Ensuring access to stable and affordable coverage is an important ACA goal. Whether by design or through attrition of willing plans and providers, however, operating a BHP with provider networks different from those of both Medicaid and the exchange could further stratify the low-income and moderate-income population into three separate classes of coverage. As our modeling shows, such stratification would exacerbate the concerns about churning that BHPs were designed to address. Moreover, even a BHP integrated with Medicaid would slightly increase churning overall, with the increased churning around the 200%-of-poverty point more than offsetting the reduced churning around the 138%-of-poverty point. Although various policy considerations should enter into decisions about adopting a BHP, the need to achieve coverage and provider stability is an argument against doing so.
By Don McCanne, MD
Section 1331 of the Patient Protection and Affordable Care Act (ACA) authorizes states to establish "basic health programs" to cover individuals with incomes between 133% and 200% of the federal poverty level, who are not otherwise eligible for Medicaid. The primary thrust of ACA is to cover many of the currently uninsured by expanding Medicaid and by establishing new state health exchanges offering private health plans. This NEJM article evaluates whether adding a third option - a basic health program - would improve stability and continuity of coverage for this low-income sector.
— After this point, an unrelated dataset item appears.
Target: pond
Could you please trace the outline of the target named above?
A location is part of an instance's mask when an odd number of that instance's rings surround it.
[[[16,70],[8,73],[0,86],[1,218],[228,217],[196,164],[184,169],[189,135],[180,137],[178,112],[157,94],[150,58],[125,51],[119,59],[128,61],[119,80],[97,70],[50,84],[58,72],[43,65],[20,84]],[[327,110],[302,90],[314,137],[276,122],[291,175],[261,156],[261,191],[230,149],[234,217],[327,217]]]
This is an important question since setting up an additional program adds considerable administrative costs and complexity to our health care financing system. The brief answer is "no." After two years with three separate programs, less than one-third would still be in the programs in which they were originally enrolled.
Suppose the states decided against establishing basic health programs, what would happen under the baseline ACA structure with just Medicaid and the private exchange plans? Half of individuals would no longer be in their initial programs. This is only over a period of two years. Because of continual fluctuations in eligibility (changing income levels, etc.), stability over a decade or two would be virtually nonexistent.
This instability can be quite disruptive. Between Medicaid, basic health programs, and private exchange plans, there may be little or no overlap in provider networks. A change in coverage could also have a major impact on out-of-pocket expenses required of the insured individuals.
One intent of the basic health programs would be to save the government money by paying providers at levels close to those of Medicaid. Many physicians already reject Medicaid because of these low rates. Adding many more new patients to the Medicaid program, plus introducing an entirely new, under-funded, basic health program, would surely cause providers to flee both Medicaid and the basic health programs. The patients might have a basic health ticket, but nowhere to use it.
The entire ACA infrastructure is irreparably fragmented and dysfunctional. It needs to be replaced with... yes, an improved Medicare for all.